Die Konstellation ist in Übergängen
immer schwierig, antworte ich
meiner aufkommenden Verzweiflung
und lösche das Bild
wie ich es mit allen Bildern davor
auch gemacht habe -
noch nie haben sie
etwas anderes gezeigt. 

Herbert Knutti 02.03.2024
Sportsfreund – oder: Dichtertraining
Ein Sportsfreund sieht bei sich zu Haus 
Ein Fussballspiel vom Stuhle aus 
Für ihn das beste Sportgelände   

Sein Team spielt schwach 
Kriegt arg aufs Dach 
Hat keine Hoffnung auf die Wende   

Schon ganz verzweifelt ruft der Mann 
In seiner Not den Himmel an 
Dass dieser machtvoll Hilfe sende   

Der letzte Pfiff, es ist vorbei 
Schluss und aus mit 0:3 
Die Sieger reiben sich die Hände   

Der Sportsfreund sitzt und sitzt und sitzt 
Längst Licht und Bildschirm ausgeknipst 
Betrachtet dunkel dunkle Wände   

Wir lassen ihn dort besser sitzen 
Der Dichter käme selbst ins Schwitzen 
Vor Angst er fände hier kein gutes   

Ende     

Herbert Knutti, 01. Juni 2012

Vignetten

Vignetten sind den Gedichten nahe. Sie sind sensibel, weil sie sich von Stimmungen leiten lassen. Aber sie zeigen mir auch den Weg, wie und wo sich der Text bewegen soll. Sie sind hilfsbereit und ich mag sie sehr. 
Ein Beispiel aus einer unserer literarischen Kunstführungen.
unbekümmert

Im Atelier bist du unbekümmert
Du denkst nicht, wie wird sich das neue Werk verkaufen 
Du denkst nicht, es ist Zeit zum Essen 
Du denkst nicht, was mache ich in den Ferien 
Du denkst nicht, ich sollte mich beim Steueramt melden, dringend 
Du denkst nicht, vor zwei Jahren, die Ausstellung, lief richtig gut 
Du denkst nicht, es soll den Leuten gefallen 
Du denkst nicht, ich kann mir keine Fehlversuche mehr leisten 
Du denkst nicht, am Wochenende habe ich Besuch, was soll ich nur kochen 
Du denkst nicht, der Italiener, den ich liebe, geht leider zu 
Du denkst nicht, politisch läuft alles verkehrt 
Du denkst nicht, ich sollte nicht denken   

Und während all dieser unbedachten Zeit, hast du die Lösung endlich gefunden, wie dieser widerspenstige Beton in diese beweglichen Form aus Plastik gegossen werden kann, ohne sich zu verformen. Heureka.   

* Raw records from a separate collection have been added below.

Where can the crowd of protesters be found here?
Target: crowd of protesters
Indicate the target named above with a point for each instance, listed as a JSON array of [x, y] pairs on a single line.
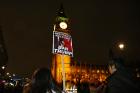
[[121, 80]]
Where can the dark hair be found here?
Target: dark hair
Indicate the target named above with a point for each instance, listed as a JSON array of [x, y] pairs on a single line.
[[42, 81], [118, 62]]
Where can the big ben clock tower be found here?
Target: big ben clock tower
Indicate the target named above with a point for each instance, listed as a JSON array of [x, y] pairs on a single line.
[[62, 47]]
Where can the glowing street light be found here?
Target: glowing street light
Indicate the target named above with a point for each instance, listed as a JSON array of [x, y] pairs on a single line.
[[3, 67], [121, 46]]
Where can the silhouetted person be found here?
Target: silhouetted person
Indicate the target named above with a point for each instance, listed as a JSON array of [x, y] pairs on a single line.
[[120, 80], [41, 82]]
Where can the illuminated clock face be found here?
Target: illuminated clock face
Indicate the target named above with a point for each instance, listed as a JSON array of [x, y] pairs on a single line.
[[63, 25]]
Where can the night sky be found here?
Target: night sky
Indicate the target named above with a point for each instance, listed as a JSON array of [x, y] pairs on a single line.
[[96, 26]]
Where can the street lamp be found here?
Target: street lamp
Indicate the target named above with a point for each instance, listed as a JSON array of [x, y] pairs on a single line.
[[3, 67]]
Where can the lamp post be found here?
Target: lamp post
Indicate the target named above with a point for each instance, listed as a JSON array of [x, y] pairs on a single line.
[[121, 46]]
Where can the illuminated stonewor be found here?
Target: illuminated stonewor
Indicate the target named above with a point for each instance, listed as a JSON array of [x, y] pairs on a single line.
[[3, 55], [62, 47]]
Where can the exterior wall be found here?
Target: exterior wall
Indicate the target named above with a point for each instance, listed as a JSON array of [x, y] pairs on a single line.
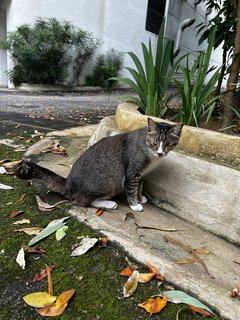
[[3, 54], [119, 24]]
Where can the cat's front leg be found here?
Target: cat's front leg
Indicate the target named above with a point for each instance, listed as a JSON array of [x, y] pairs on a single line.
[[132, 193], [141, 198]]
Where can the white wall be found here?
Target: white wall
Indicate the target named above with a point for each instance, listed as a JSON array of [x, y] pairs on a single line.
[[3, 55], [120, 24]]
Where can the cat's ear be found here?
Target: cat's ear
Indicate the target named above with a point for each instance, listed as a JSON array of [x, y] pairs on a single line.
[[176, 129], [152, 125]]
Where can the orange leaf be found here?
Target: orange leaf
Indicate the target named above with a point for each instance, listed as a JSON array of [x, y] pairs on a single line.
[[155, 270], [99, 211], [64, 297], [59, 306], [127, 272], [102, 242], [154, 305], [16, 213], [200, 311], [146, 277], [202, 251], [52, 311]]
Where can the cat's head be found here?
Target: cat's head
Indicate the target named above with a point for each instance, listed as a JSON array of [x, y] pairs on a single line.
[[162, 137]]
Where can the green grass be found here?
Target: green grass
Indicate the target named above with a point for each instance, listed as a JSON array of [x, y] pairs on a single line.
[[94, 276]]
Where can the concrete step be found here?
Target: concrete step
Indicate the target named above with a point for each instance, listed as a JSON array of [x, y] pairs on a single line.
[[137, 235]]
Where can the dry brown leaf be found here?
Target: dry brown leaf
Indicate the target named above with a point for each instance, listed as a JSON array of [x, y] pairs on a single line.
[[131, 285], [187, 249], [188, 261], [10, 165], [59, 306], [102, 242], [43, 273], [235, 291], [52, 311], [202, 251], [99, 212], [34, 250], [152, 305], [23, 221], [203, 312], [16, 213], [30, 231], [153, 269]]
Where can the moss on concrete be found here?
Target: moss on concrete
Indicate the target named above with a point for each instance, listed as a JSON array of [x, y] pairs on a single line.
[[94, 276]]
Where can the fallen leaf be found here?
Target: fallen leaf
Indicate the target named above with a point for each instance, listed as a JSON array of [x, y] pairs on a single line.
[[188, 261], [5, 187], [51, 227], [43, 273], [16, 213], [50, 284], [143, 277], [21, 198], [39, 299], [153, 269], [30, 231], [10, 165], [61, 233], [23, 221], [178, 296], [85, 245], [52, 311], [202, 251], [200, 311], [2, 170], [235, 291], [99, 211], [131, 285], [102, 242], [187, 249], [64, 297], [152, 305], [21, 258], [43, 206], [59, 306], [34, 250]]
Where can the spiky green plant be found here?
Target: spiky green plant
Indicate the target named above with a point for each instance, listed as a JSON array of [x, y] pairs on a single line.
[[151, 79], [196, 90]]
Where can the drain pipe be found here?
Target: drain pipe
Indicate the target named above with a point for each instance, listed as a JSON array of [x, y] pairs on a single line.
[[182, 26]]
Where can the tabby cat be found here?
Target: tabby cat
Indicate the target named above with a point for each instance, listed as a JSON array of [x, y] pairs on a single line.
[[109, 167]]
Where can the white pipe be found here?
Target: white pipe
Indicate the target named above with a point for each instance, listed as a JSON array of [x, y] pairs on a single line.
[[182, 26]]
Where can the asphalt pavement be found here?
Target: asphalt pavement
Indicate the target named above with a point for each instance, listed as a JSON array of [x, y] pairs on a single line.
[[56, 110]]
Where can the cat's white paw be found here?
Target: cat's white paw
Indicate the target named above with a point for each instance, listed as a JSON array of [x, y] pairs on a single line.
[[138, 207], [143, 200], [107, 204]]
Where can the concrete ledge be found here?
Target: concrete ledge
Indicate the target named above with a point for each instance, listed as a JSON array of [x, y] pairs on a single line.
[[201, 142]]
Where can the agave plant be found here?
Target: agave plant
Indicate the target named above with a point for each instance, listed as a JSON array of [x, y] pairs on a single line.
[[151, 79], [196, 91]]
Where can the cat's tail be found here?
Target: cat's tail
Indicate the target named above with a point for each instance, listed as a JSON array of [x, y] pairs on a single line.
[[30, 170]]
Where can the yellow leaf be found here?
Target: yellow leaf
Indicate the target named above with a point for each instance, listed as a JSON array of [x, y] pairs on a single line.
[[131, 285], [39, 299], [154, 305], [52, 311], [64, 297]]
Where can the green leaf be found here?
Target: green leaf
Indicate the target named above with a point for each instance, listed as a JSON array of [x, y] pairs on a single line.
[[178, 296], [61, 233], [51, 227]]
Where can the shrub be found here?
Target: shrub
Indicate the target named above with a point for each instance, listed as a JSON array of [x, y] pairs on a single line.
[[107, 66], [151, 80], [197, 92], [42, 52]]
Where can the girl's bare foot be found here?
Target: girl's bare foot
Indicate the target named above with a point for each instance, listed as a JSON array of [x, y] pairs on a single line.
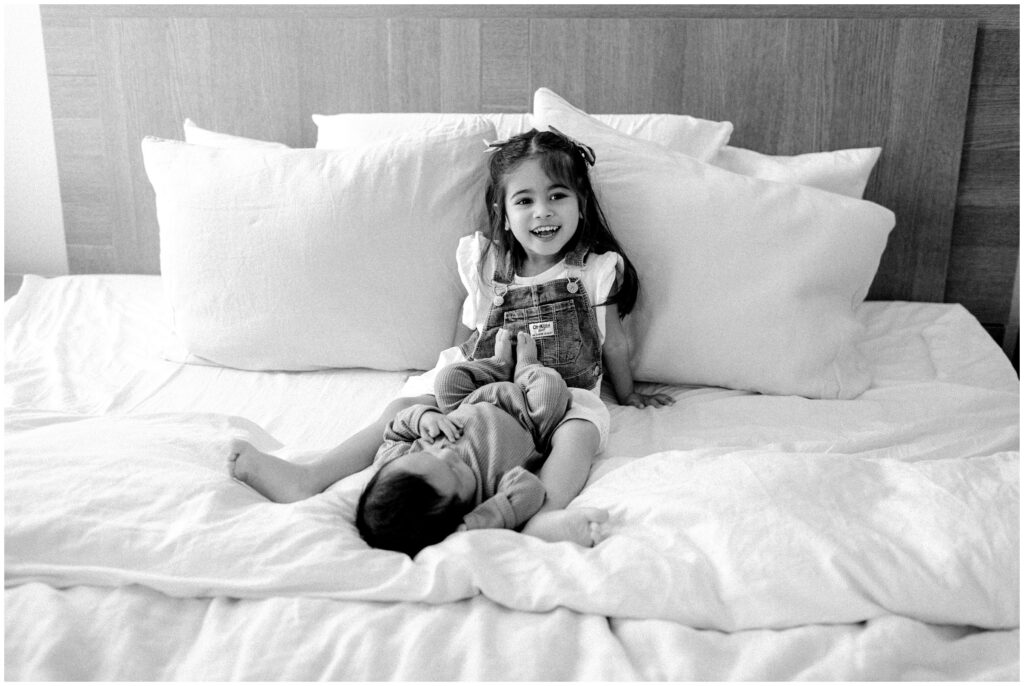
[[525, 350], [276, 479], [579, 525], [503, 350]]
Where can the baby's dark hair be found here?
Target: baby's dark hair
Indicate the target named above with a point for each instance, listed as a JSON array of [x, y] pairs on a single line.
[[400, 511], [565, 162]]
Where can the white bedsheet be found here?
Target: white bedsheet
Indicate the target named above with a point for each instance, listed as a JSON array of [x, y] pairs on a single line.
[[886, 516]]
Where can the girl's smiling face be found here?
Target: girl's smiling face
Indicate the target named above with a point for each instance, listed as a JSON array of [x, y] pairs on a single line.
[[543, 215], [442, 469]]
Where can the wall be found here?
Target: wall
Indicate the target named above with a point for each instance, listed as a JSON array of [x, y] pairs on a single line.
[[34, 237]]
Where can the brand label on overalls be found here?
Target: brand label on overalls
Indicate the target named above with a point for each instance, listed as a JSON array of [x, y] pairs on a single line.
[[542, 329]]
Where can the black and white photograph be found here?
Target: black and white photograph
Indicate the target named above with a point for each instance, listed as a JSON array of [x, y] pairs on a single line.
[[511, 342]]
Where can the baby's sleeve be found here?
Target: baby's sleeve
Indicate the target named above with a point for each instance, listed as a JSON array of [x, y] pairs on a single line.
[[520, 495], [607, 276]]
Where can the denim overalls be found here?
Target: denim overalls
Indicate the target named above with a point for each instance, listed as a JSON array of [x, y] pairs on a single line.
[[557, 313]]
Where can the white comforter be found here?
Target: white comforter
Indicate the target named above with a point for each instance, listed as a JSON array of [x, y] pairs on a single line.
[[714, 538], [884, 521]]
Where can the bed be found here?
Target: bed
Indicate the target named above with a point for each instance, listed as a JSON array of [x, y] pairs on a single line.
[[834, 495]]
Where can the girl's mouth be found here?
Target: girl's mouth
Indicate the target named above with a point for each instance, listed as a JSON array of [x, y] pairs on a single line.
[[545, 231]]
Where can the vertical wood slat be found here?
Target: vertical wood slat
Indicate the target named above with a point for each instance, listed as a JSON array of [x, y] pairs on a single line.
[[505, 66]]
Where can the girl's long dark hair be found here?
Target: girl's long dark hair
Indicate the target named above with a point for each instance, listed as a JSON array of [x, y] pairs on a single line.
[[562, 162]]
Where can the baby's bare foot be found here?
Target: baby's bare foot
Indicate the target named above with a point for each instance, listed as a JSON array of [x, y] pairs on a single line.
[[579, 525], [503, 349], [274, 478], [525, 350]]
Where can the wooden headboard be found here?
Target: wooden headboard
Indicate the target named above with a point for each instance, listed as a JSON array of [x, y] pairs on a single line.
[[792, 80]]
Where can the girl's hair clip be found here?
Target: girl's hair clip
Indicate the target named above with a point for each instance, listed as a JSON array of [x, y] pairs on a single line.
[[585, 151], [489, 145]]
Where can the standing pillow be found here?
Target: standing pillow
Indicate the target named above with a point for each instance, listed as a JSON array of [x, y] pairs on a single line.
[[745, 284], [300, 259], [697, 137], [200, 136], [845, 172], [334, 131]]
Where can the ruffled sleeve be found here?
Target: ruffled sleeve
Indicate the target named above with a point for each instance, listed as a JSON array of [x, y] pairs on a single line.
[[468, 260], [606, 274], [519, 496]]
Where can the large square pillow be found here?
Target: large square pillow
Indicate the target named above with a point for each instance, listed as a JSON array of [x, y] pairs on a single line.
[[697, 137], [845, 172], [745, 284], [300, 259]]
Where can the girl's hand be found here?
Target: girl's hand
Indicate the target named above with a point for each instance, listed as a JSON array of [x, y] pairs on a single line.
[[433, 424], [649, 399]]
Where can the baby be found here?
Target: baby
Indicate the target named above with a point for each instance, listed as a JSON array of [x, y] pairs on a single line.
[[505, 411]]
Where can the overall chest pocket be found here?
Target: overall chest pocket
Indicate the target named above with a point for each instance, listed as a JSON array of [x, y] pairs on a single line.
[[555, 327]]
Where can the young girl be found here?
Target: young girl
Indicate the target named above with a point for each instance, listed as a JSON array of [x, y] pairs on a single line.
[[551, 267]]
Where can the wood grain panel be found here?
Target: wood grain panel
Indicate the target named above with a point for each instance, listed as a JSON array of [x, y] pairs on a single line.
[[414, 65], [505, 60], [344, 62]]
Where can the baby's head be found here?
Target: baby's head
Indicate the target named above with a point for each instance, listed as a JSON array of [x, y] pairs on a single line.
[[415, 501]]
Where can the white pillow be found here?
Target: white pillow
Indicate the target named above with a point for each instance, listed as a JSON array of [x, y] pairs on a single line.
[[696, 137], [201, 136], [845, 172], [744, 284], [299, 259]]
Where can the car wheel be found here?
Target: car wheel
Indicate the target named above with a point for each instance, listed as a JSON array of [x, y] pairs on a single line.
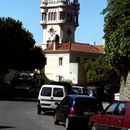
[[56, 122], [93, 126], [68, 124], [38, 110]]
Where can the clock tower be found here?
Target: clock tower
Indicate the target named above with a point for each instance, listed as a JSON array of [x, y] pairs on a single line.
[[59, 21]]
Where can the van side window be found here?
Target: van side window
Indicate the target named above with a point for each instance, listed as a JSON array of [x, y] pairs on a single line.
[[46, 91], [120, 110], [58, 92]]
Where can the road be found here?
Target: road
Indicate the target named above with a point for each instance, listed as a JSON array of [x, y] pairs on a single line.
[[22, 115]]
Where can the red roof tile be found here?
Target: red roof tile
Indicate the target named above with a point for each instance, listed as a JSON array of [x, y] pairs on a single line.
[[79, 47]]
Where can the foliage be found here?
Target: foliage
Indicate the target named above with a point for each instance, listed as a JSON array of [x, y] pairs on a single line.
[[100, 72], [117, 34], [17, 47]]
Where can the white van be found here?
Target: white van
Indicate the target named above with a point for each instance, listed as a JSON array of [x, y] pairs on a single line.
[[48, 96]]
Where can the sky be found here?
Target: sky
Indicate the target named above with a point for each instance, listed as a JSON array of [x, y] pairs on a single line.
[[91, 21]]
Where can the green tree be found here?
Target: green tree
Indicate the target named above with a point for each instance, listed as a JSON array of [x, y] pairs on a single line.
[[117, 34], [100, 72], [117, 38], [17, 47]]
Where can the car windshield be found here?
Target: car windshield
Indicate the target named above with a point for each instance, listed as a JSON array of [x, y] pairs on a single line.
[[46, 91]]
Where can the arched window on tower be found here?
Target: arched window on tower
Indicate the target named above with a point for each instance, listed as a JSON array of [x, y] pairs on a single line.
[[49, 16], [62, 15], [55, 15], [44, 16]]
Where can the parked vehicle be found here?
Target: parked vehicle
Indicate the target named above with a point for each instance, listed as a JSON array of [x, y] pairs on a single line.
[[48, 96], [76, 109], [104, 93], [67, 85], [78, 89], [115, 117]]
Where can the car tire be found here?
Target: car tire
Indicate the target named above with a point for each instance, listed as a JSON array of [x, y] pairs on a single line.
[[93, 126], [68, 124], [38, 110], [56, 122]]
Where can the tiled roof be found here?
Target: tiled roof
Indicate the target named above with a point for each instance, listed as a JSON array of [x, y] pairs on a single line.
[[77, 47]]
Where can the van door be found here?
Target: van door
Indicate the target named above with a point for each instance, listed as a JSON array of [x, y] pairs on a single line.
[[57, 95]]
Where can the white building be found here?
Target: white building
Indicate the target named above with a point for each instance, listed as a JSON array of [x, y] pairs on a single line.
[[64, 55]]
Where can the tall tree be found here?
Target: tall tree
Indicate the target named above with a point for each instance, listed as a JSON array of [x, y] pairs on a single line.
[[117, 34], [17, 47], [117, 37], [99, 72]]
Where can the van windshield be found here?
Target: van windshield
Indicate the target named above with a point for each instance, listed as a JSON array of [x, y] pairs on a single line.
[[46, 91], [58, 92]]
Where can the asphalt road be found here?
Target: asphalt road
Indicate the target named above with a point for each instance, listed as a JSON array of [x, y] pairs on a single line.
[[22, 115]]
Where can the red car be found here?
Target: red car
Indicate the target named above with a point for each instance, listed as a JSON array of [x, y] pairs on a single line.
[[115, 117]]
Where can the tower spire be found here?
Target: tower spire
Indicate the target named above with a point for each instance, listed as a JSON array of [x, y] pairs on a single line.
[[59, 17]]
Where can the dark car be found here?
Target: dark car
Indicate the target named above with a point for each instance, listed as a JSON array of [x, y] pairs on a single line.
[[115, 117], [76, 109], [104, 93]]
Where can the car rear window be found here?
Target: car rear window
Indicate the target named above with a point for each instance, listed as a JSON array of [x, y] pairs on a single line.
[[88, 103], [46, 91]]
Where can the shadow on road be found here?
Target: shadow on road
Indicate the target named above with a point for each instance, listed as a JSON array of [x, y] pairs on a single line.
[[5, 127]]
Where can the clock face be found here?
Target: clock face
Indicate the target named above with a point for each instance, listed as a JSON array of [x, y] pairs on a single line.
[[69, 32], [51, 30]]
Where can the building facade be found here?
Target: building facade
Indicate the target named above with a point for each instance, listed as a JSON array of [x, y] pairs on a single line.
[[64, 56], [59, 21]]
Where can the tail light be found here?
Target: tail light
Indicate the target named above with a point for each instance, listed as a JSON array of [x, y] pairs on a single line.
[[38, 102], [72, 111]]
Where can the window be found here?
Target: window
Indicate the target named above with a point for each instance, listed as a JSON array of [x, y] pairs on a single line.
[[55, 15], [49, 16], [77, 59], [120, 110], [62, 15], [46, 91], [60, 61], [111, 108], [58, 92]]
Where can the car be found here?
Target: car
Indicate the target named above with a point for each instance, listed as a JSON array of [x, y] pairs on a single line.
[[115, 117], [104, 93], [78, 89], [76, 109], [49, 94]]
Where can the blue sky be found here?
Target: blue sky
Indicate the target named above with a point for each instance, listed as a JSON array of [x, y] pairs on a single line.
[[28, 12]]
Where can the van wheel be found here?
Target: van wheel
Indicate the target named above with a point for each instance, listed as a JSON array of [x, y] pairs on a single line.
[[56, 122], [38, 110], [68, 124]]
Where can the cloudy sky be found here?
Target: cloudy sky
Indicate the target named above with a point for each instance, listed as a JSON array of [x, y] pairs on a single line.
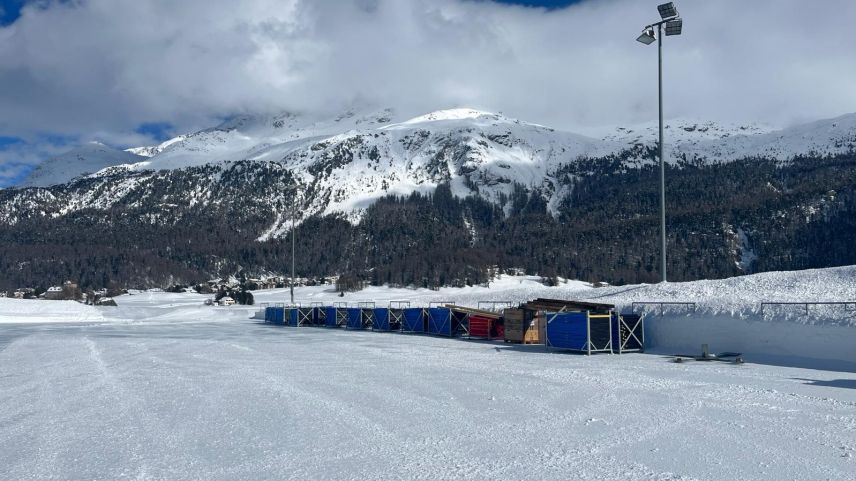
[[132, 72]]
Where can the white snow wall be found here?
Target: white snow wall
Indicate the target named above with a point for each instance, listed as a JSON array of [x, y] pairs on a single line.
[[779, 342]]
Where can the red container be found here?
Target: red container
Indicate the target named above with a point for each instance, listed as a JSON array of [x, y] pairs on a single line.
[[481, 326]]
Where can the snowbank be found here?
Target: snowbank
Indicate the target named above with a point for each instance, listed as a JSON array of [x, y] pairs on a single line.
[[26, 311]]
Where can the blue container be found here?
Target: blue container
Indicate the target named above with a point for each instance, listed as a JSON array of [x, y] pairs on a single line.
[[355, 318], [279, 315], [440, 321], [381, 322], [413, 320], [330, 320], [567, 330]]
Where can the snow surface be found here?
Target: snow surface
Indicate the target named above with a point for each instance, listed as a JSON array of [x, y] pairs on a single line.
[[726, 314], [235, 400], [163, 387]]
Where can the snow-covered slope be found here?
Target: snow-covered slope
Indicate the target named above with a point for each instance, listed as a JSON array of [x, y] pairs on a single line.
[[153, 150], [345, 162], [85, 159], [725, 142]]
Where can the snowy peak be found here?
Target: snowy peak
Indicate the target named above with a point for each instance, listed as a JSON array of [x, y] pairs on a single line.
[[678, 131], [153, 150], [85, 159]]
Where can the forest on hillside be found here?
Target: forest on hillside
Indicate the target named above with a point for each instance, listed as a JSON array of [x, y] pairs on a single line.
[[787, 216]]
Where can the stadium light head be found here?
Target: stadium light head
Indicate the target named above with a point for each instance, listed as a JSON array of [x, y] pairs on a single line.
[[673, 27], [667, 10], [647, 36]]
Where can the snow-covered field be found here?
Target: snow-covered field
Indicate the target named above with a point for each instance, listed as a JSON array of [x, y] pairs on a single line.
[[241, 400], [163, 387]]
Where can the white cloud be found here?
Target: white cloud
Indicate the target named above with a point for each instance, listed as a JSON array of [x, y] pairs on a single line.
[[105, 66]]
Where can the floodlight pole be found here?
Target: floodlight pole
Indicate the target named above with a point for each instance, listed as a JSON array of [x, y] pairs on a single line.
[[293, 243], [674, 23], [662, 161]]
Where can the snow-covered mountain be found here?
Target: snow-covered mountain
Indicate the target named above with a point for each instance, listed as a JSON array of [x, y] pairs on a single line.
[[350, 160], [85, 159], [153, 150]]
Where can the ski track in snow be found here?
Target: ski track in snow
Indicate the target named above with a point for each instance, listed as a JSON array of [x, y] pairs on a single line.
[[241, 400]]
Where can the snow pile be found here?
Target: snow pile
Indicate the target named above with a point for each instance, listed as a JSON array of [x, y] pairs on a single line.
[[743, 295], [24, 311]]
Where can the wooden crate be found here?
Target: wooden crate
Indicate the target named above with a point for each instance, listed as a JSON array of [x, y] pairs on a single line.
[[535, 331], [521, 327]]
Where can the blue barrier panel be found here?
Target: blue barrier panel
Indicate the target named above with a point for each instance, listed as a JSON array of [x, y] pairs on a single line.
[[413, 320], [627, 333], [567, 330], [355, 318], [440, 321], [330, 321], [279, 315], [381, 322]]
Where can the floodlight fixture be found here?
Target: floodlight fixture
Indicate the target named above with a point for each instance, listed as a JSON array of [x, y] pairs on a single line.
[[673, 27], [667, 10], [654, 32], [647, 37]]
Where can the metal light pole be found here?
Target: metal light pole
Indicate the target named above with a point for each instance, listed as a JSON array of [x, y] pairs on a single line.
[[293, 243], [674, 25]]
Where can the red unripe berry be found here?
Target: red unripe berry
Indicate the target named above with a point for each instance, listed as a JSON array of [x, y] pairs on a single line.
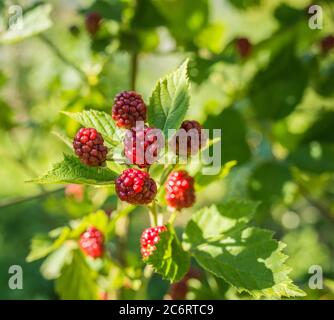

Du denkst nicht, das habe ich jetzt aber gut hingekriegt 
Du denkst nicht, so, jetzt kann ich aufräumen 
Du denkst nicht, jetzt mach ich tausend Abgüsse   

Während dieser unbedachten Zeit, tust du gar nichts. Du freust dich für dich! Und du stellst dir vor, den Menschen, der dir als nächstes begegnet, zu umarmen. Einfach so! Unbekümmert.     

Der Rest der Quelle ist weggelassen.